MARTIN INTERNATIONAL ENCLOSURES, INC.
STANDARD TERMS AND CONDITIONS
The following standard terms and conditions shall apply to all goods and products purchased from Martin International Enclosures, Inc. (hereinafter referred to as “Seller):
1. ACCEPTANCE. Any order for the purchase of products from Seller shall be subject to the terms and conditions set forth herein. There are no understandings or agreements other than as set forth herein and on the face hereof, and no additions, deletions, or modifications of these terms shall be binding upon the parties unless agreed upon in writing and signed by an officer of Seller. Buyer understands and agrees that these terms and conditions shall apply to all purchase orders placed at any time by the Buyer. Seller reserves the right to amend these terms and conditions from time to time.
2. TITLE, RISK OF LOSS, PRICES. Terms of delivery are F.O.B. point of shipment. Risk of loss and title shall pass to Buyer upon delivery of the products to the Buyer or carrier, as the case may be. Unless specifically otherwise set forth, prices do not include the cost of freight, which is for the Buyer’s account, or cost of charges for such costs and/or charges in addition to the price(s) of the products supplied hereunder, and Buyer shall be obligated to pay such charges and costs on the same terms at those which apply to payment of the price(s) hereunder.
3. TERMS OF PAYMENT. Upon credit approval, terms of payment are net 30 days from the invoice date, in U.S. dollars, unless otherwise agreed in writing by an officer of the Seller.
A FINANCE CHARGE of 2% per month (24% APR) will be added to all past due accounts. Accounts with a balance over 90 days past due will be sent for collection.

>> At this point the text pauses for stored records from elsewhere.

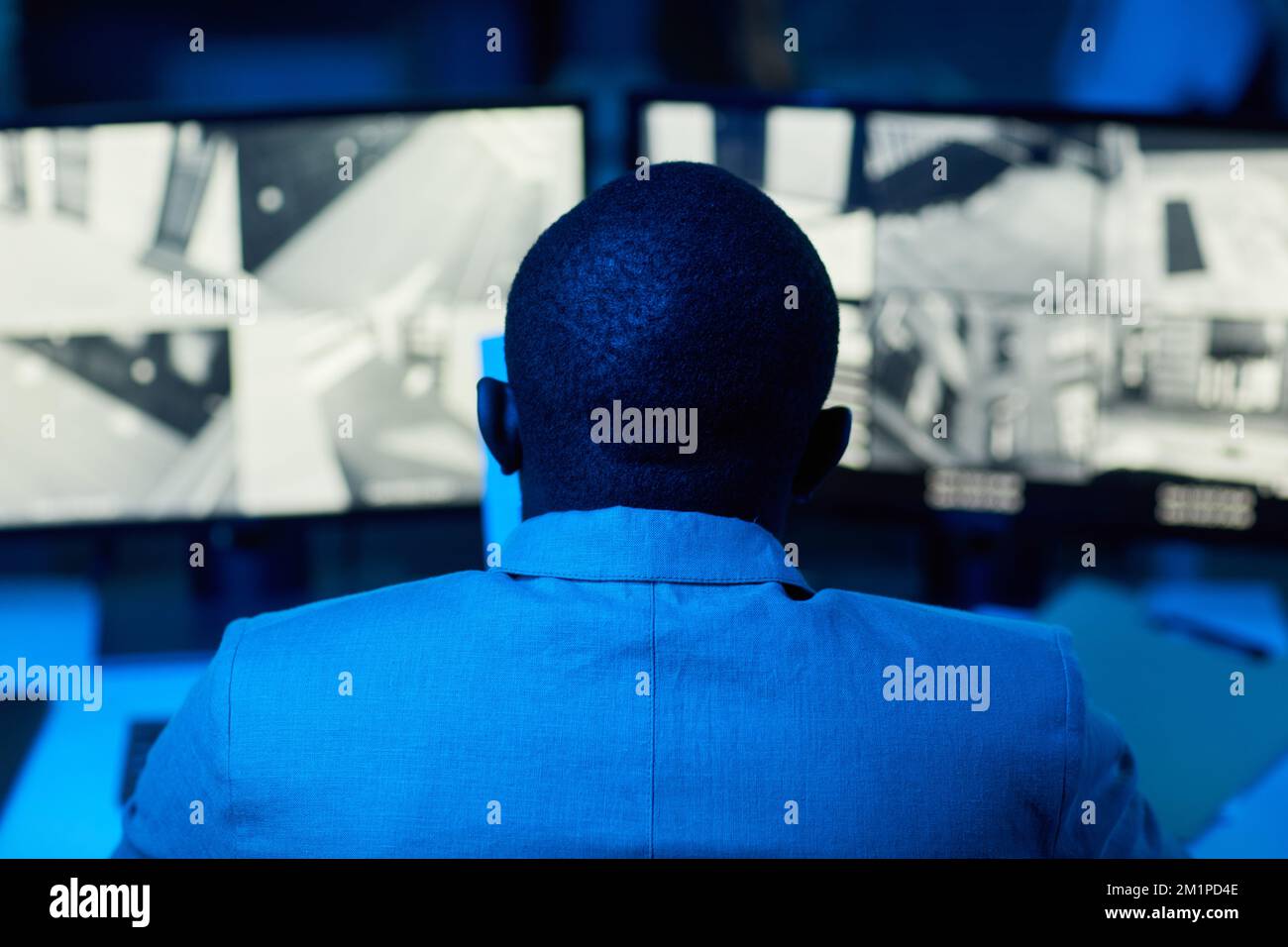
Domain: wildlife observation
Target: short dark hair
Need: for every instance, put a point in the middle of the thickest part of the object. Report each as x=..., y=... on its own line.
x=671, y=291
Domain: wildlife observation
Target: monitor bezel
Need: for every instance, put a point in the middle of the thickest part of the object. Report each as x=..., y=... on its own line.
x=1099, y=506
x=133, y=114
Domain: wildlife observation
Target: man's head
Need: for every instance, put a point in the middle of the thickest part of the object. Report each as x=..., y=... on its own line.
x=690, y=291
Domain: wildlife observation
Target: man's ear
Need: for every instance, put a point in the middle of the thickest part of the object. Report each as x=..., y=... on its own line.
x=498, y=423
x=828, y=437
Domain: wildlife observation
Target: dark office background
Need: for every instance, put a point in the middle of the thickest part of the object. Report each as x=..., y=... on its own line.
x=1211, y=56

Buyer shall be responsible for and shall pay for all collection costs, including without limitation court costs and attorneys’ fees. Collection costs, including attorneys’ fees, shall be added to the Buyer’s account and shall become part of Buyer’s outstanding indebtedness to Seller.

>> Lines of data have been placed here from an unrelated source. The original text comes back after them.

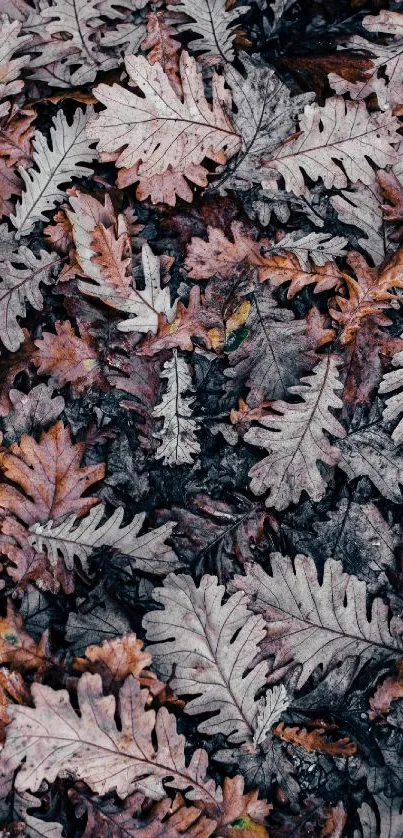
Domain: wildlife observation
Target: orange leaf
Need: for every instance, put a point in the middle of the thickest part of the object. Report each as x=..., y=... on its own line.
x=49, y=474
x=68, y=359
x=389, y=690
x=17, y=647
x=198, y=320
x=163, y=46
x=115, y=659
x=368, y=295
x=313, y=740
x=16, y=133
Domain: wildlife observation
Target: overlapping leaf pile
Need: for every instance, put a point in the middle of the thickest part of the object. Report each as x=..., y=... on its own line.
x=201, y=409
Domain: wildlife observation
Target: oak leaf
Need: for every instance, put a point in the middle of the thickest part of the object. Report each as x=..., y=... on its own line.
x=90, y=747
x=16, y=133
x=27, y=566
x=195, y=130
x=361, y=207
x=294, y=438
x=49, y=475
x=314, y=740
x=178, y=442
x=163, y=46
x=370, y=452
x=368, y=295
x=341, y=132
x=74, y=539
x=55, y=165
x=115, y=659
x=391, y=689
x=274, y=351
x=21, y=277
x=30, y=411
x=209, y=646
x=316, y=624
x=213, y=22
x=198, y=320
x=67, y=359
x=11, y=41
x=265, y=115
x=17, y=647
x=386, y=61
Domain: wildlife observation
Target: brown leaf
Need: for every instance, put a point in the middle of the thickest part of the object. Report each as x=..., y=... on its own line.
x=196, y=321
x=10, y=184
x=366, y=356
x=243, y=417
x=67, y=359
x=59, y=233
x=139, y=376
x=163, y=46
x=243, y=814
x=10, y=367
x=313, y=740
x=12, y=686
x=336, y=820
x=139, y=755
x=16, y=133
x=50, y=475
x=285, y=267
x=221, y=256
x=392, y=190
x=17, y=647
x=29, y=566
x=113, y=255
x=368, y=295
x=389, y=690
x=115, y=659
x=140, y=817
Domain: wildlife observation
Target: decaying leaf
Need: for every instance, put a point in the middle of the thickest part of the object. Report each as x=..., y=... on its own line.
x=293, y=436
x=77, y=539
x=313, y=623
x=210, y=647
x=49, y=475
x=315, y=740
x=333, y=143
x=96, y=751
x=178, y=441
x=196, y=130
x=67, y=359
x=55, y=165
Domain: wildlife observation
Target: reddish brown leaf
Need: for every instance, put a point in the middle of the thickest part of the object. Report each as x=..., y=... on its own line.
x=17, y=648
x=163, y=46
x=314, y=740
x=196, y=321
x=10, y=185
x=392, y=190
x=368, y=295
x=115, y=659
x=49, y=474
x=59, y=233
x=16, y=133
x=387, y=691
x=28, y=566
x=336, y=820
x=67, y=359
x=10, y=367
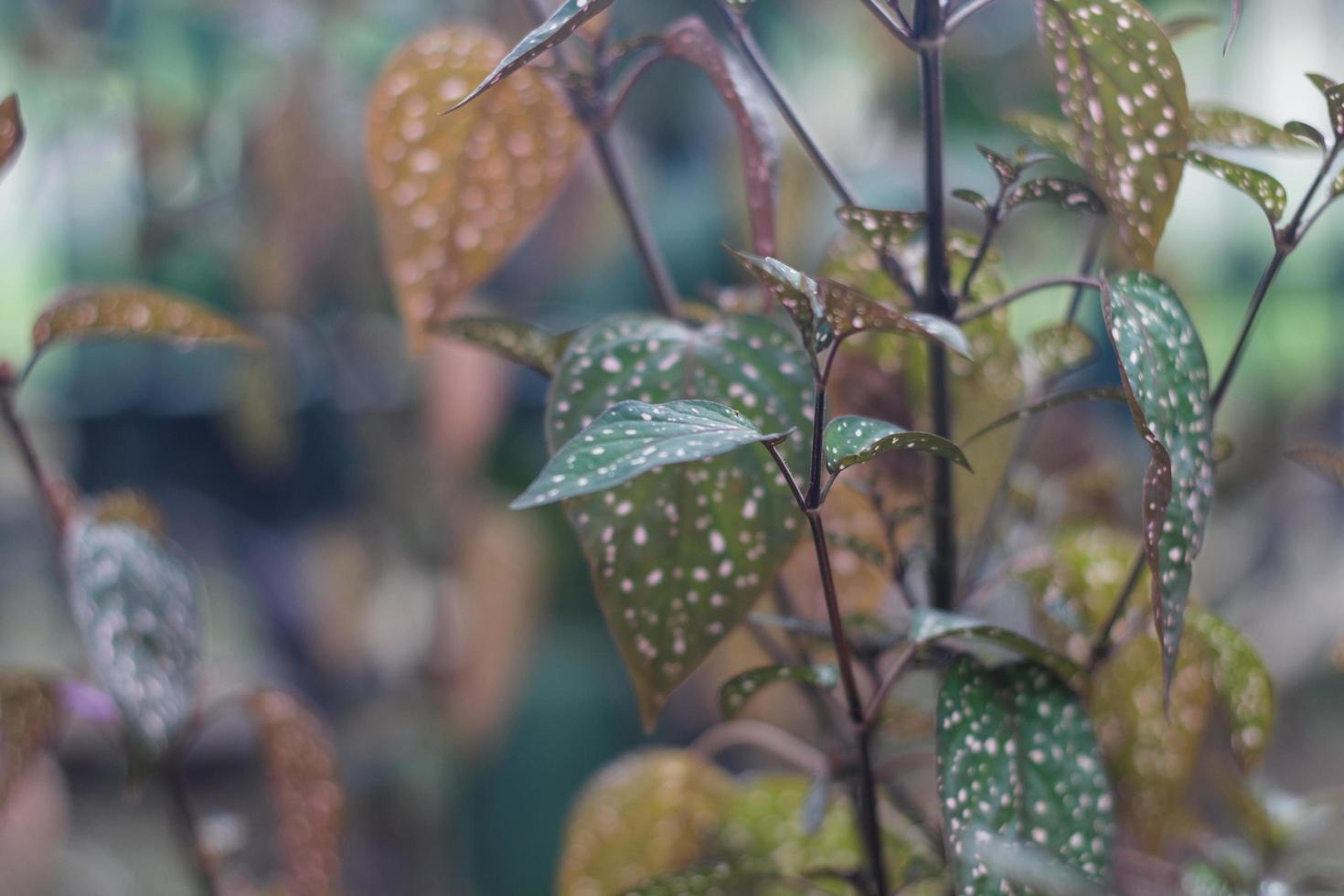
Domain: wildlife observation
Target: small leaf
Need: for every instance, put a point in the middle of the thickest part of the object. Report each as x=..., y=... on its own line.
x=858, y=440
x=514, y=340
x=634, y=438
x=1166, y=375
x=735, y=693
x=134, y=312
x=136, y=602
x=1066, y=194
x=1265, y=189
x=1121, y=85
x=305, y=792
x=1321, y=460
x=560, y=25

4. REMEDIES. If Buyer fails to pay when due any amount on any invoice issued in connection with this order, fails to pay when due any amount(s) owing to Seller under any other contract or instrument, is in breach of any of Buyer’s obligations to Seller under this or any other contract with Seller, or if the financial business condition or responsibility of the Buyer shall become impaired or unsatisfactory to Seller, Seller reserves the right, at Seller’s option, to cancel the order without liability to Seller, suspend work on the order and/or future orders and/or withhold delivery of all or part of the products subject hereto, in all cases without prejudice to any legal or equitable remedy, until past due payments are made and satisfactory assurance of payment is received. Buyer agrees to pay Seller all costs of collection, including without limitation, attorney’s fees. All amounts not paid when due shall bear interest at the lesser of twenty-four percent (24%) per annum or at the highest rate permitted by law. Seller retains a security interest in all goods delivered under this order to secure payment of amounts due in respect thereof hereunder. Seller shall, in addition to the rights and remedies herein set forth, be entitled to all rights and remedies provided for by the Uniform Commercial Code and other applicable laws as from time to time amended and at equity.

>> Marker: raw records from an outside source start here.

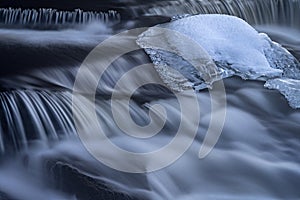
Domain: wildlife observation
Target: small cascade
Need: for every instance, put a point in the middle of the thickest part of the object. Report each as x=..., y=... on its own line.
x=52, y=17
x=253, y=11
x=29, y=115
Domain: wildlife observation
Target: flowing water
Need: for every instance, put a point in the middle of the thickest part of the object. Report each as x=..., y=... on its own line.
x=42, y=157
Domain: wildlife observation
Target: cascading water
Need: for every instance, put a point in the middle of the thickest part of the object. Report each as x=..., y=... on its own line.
x=41, y=156
x=52, y=17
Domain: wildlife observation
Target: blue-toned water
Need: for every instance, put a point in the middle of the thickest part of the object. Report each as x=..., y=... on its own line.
x=42, y=157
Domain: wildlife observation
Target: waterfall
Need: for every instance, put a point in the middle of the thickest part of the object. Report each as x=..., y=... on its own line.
x=29, y=115
x=52, y=17
x=285, y=12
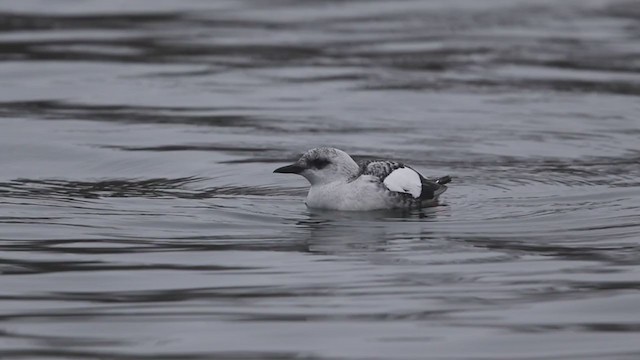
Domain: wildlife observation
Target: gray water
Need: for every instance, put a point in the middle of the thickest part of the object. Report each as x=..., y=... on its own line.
x=140, y=219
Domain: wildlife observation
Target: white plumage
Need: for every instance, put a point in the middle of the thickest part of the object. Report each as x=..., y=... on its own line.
x=339, y=183
x=404, y=180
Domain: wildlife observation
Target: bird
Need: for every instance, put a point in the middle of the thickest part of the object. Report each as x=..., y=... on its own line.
x=340, y=183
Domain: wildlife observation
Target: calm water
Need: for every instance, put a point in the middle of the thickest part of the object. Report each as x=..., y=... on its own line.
x=139, y=217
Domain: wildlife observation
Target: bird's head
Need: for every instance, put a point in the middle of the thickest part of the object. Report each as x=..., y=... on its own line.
x=322, y=166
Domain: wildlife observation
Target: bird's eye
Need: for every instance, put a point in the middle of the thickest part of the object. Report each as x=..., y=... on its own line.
x=319, y=163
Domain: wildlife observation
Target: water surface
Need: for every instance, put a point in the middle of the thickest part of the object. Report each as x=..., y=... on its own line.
x=139, y=217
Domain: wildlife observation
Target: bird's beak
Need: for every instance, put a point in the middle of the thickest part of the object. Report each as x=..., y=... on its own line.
x=290, y=169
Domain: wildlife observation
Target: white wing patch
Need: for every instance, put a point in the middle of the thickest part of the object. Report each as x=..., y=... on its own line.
x=404, y=180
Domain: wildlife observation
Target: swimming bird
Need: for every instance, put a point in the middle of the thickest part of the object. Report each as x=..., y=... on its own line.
x=340, y=183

5. DELIVERY. Dates of delivery are determined from the date of receipt by Buyers of Seller’s written Confirmation of Order and are estimates of approximate dates of delivery, not a guarantee of a particular day of delivery. Seller is not responsible for delays in delivery or non-performance resulting from causes beyond Seller’s reasonable control. Seller’s time for delivery shall be extended by the time required to eliminate such cause for delay. IN NO EVENT SHALL SELLER BE LIABLE FOR INCIDENTAL, CONSEQUENTIAL, OR SPECIAL DAMAGES ARISING OUT OF A DELAY OR FAILURE TO DELIVER. Delivery to Buyer’s designated carrier or common carrier F.O.B. point of shipment shall constitute delivery to Buyer.
6. CANCELLATION. CUSTOM ORDERS (INCLUDING CUSTOM COLORS) ARE NOT SUBJECT TO CANCELLATION OR MODIFICATION IN WHOLE OR IN PART, after Seller’s acceptance, except with Seller’s written consent. If Buyer cancels any order after acceptance by Seller without Seller’s written consent, Buyer agrees to compensate Seller for cost and any loss of profits that it may suffer as a result of cancellation.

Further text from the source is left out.